Sei sposato con tre figli. Come ha vissuto (e sta vivendo) la tua famiglia questa scelta di servizio nella Chiesa?
«I miei figli sono tutto sommato ancora piccoli. In linea di massima non so quanto abbiano chiaro cosa il babbo diventerà con l’ordinazione diaconale. Sicuramente hanno desiderio di accompagnarmi in questo cammino. Normalmente fanno già servizio con me all’altare durante la Messa. La vocazione diaconale, quando arriva da sposati, s’innesta in un’altra vocazione che è quella alla famiglia. Sicuramente non si può creare competizione o conflitto tra i due stati. La mia prima vocazione è quella al matrimonio. Non farò mai niente che possa ostacolare o mettere in crisi il mio matrimonio, perché se va in crisi questo va crisi anche il diaconato. Ci sono ovviamente delle paure: crescere tre figli piccoli, occuparsi della famiglia, portare avanti una professione e servire la Chiesa significa che anche alla mia famiglia è chiesto un impegno non da poco. Ma noi abbiamo creduto fin dall’inizio che questo diaconato sia una grazia per crescere proprio come famiglia e per essere testimoni in un mondo in cui la famiglia è sempre più minacciata».
A chi va il tuo pensiero in questa occasione particolare?

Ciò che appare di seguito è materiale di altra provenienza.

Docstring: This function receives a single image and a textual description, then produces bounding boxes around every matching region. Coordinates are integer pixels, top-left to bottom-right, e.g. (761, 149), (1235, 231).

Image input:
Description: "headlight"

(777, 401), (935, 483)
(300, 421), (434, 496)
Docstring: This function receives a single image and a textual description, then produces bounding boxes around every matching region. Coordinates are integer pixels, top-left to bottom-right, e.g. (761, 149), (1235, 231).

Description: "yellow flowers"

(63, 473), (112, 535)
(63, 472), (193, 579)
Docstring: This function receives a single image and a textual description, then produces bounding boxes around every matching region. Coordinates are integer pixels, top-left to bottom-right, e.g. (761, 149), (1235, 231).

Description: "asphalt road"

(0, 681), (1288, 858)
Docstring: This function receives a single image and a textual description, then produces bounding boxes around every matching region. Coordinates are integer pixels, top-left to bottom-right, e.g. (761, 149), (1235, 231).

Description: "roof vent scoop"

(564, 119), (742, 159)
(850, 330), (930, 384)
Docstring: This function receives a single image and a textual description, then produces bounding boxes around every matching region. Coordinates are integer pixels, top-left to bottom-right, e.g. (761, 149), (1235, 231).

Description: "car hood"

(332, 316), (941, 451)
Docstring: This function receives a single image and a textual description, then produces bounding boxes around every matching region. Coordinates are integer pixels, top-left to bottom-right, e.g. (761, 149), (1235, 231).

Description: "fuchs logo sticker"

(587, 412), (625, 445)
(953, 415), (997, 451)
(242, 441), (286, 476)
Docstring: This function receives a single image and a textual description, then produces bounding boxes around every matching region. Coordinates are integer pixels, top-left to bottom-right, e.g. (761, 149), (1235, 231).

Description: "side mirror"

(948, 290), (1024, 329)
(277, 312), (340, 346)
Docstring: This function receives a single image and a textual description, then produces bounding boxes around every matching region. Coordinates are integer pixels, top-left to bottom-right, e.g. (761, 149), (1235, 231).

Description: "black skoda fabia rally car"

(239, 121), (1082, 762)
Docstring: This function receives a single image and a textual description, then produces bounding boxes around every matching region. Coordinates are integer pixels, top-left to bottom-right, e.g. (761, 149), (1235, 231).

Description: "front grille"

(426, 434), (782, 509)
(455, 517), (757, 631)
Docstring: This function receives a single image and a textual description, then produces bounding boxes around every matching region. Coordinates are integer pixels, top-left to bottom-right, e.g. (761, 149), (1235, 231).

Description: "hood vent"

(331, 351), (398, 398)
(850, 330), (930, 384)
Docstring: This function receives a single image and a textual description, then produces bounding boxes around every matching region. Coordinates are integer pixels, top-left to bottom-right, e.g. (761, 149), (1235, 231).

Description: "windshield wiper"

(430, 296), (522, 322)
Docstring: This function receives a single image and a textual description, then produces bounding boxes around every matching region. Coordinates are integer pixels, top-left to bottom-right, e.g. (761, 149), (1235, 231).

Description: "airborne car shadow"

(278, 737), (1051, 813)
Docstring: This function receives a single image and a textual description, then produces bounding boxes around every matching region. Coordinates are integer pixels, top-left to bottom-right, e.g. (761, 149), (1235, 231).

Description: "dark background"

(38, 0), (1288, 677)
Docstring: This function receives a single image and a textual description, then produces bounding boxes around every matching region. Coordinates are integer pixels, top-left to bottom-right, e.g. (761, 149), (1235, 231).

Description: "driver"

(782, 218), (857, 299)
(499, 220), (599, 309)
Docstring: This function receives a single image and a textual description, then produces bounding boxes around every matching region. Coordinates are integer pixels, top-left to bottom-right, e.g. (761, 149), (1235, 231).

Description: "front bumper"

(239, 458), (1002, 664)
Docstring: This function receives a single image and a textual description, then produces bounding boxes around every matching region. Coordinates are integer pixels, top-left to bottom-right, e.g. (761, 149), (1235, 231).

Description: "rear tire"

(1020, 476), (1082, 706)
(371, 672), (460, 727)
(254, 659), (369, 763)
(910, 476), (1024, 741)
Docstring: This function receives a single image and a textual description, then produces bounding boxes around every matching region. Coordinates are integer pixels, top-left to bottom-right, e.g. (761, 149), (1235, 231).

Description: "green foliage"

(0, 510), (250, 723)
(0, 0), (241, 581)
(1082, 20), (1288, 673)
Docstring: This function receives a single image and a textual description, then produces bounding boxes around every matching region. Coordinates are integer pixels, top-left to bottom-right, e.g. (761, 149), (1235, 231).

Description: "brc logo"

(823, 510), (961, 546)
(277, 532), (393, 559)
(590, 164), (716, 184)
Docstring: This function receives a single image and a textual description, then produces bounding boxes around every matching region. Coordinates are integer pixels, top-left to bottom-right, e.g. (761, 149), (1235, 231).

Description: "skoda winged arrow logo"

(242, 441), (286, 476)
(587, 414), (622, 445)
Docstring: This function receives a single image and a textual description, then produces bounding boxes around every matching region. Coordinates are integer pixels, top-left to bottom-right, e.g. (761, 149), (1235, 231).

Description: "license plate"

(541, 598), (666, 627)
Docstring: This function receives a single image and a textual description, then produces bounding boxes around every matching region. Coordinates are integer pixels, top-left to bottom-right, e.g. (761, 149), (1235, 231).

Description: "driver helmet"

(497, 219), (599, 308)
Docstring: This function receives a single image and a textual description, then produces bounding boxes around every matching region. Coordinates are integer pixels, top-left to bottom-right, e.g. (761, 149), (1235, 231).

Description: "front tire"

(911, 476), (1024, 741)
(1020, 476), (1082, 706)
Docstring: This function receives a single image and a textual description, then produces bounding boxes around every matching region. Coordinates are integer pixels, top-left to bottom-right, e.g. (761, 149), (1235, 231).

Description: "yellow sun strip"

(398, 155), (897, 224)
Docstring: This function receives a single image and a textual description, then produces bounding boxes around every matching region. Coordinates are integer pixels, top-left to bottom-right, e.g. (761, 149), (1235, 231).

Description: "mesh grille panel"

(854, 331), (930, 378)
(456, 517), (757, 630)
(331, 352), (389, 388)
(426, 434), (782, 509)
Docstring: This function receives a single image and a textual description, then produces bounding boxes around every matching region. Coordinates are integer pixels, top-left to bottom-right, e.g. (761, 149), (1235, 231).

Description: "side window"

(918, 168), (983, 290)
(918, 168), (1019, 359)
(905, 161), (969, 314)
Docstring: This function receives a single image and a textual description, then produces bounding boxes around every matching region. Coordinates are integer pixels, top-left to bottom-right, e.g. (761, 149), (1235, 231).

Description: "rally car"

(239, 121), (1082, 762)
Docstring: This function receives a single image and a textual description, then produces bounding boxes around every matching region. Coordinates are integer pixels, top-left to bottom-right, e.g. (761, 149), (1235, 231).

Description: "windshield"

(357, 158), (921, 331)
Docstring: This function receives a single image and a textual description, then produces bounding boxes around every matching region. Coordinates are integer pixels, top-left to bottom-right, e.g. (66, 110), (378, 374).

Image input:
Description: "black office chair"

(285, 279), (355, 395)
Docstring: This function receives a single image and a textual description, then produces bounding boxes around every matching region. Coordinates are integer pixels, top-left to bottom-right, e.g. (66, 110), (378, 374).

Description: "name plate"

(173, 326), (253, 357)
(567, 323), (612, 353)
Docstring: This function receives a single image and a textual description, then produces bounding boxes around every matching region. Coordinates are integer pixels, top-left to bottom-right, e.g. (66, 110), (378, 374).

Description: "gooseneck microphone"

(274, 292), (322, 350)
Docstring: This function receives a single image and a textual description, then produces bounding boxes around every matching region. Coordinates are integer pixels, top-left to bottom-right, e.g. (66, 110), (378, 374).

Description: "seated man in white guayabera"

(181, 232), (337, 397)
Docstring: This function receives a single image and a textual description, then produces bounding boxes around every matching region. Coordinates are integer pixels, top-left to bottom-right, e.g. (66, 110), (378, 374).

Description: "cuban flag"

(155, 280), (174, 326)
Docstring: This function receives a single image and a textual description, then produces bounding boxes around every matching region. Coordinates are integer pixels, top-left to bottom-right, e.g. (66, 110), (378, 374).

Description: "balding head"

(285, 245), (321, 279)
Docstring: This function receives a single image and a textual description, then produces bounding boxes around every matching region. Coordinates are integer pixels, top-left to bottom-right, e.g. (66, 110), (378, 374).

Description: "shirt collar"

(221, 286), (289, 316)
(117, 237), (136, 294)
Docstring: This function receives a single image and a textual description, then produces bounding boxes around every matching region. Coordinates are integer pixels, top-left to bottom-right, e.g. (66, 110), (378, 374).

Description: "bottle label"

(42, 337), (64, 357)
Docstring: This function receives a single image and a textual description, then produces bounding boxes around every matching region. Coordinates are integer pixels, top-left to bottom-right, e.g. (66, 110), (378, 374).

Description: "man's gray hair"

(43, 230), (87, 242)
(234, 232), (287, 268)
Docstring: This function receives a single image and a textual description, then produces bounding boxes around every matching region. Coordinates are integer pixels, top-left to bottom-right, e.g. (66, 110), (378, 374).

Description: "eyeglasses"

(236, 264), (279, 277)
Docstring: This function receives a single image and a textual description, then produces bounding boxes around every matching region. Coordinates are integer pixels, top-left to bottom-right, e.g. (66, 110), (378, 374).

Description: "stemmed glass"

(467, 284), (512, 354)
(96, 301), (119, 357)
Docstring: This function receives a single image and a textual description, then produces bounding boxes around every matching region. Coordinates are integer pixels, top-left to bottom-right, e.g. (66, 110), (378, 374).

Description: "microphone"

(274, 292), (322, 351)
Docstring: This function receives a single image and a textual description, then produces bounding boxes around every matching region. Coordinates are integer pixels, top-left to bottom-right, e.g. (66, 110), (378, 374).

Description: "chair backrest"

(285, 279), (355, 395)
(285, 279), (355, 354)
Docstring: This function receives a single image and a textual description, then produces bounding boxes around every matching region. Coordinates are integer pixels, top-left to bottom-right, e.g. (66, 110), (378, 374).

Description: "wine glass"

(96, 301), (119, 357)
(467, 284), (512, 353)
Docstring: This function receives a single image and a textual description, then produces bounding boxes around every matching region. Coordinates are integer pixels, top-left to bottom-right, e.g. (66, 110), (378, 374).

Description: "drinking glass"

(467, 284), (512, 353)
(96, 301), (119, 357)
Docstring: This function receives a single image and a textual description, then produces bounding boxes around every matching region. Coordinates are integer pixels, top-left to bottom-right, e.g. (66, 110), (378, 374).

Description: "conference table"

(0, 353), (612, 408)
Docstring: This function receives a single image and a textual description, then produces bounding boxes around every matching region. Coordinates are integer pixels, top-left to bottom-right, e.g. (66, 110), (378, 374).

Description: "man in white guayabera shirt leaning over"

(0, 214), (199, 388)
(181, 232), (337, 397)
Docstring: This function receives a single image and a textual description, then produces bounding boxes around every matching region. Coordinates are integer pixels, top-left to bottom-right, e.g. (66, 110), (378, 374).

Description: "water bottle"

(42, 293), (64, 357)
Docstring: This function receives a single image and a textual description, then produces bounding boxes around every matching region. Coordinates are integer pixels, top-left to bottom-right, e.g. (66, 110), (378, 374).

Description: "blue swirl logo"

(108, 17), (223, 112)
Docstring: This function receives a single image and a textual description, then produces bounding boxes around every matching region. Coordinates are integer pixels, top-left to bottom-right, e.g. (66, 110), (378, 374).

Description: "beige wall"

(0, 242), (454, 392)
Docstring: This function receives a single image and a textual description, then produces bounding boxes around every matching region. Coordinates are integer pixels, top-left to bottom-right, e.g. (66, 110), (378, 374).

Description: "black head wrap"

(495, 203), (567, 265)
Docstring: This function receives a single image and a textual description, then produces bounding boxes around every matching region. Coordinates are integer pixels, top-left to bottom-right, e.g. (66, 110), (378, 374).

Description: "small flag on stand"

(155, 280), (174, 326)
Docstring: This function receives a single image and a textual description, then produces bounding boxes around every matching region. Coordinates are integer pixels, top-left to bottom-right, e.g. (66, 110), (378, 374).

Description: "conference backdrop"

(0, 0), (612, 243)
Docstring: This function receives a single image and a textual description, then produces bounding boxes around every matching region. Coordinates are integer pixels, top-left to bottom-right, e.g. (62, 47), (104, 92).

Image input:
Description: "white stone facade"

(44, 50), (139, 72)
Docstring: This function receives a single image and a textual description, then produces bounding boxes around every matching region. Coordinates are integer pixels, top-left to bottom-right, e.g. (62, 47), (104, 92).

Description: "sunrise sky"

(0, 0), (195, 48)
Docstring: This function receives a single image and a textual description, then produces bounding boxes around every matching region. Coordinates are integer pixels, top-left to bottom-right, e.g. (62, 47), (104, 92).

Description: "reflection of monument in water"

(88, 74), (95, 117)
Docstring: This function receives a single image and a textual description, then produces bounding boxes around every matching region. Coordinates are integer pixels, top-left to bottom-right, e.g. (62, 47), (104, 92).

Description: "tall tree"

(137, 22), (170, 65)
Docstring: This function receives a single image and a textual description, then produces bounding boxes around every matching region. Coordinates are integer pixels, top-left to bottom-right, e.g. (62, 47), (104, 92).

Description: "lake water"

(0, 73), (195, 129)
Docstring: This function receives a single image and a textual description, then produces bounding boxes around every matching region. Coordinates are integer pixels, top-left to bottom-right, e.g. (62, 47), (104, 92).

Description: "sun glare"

«Per la mia ordinazione ho invitato molte persone; diverse di queste sono lontane dalla Chiesa. Spero che la celebrazione diventi motivo per loro di riscoperta della fede. Che il Signore possa davvero scuoterle. E per questo ho desiderato che a cantare alla liturgia fosse la comunità Magnificat del Rinnovamento, in cui mi sono formato. Una liturgia quindi di evangelizzazione. Per il mio santino ricordo ho scelto l’immagine di un Gesù che abbraccia, che sostiene alle spalle, un uomo che è anche il suo carnefice perché ha in mano un martello e un chiodo. Gesù, nonostante il nostro peccato, resta con noi per dirci che non ci abbandona. E questo è un segno che mi sento di lasciare a tutte quelle persone che non si sentono degne, che non si sentono amate».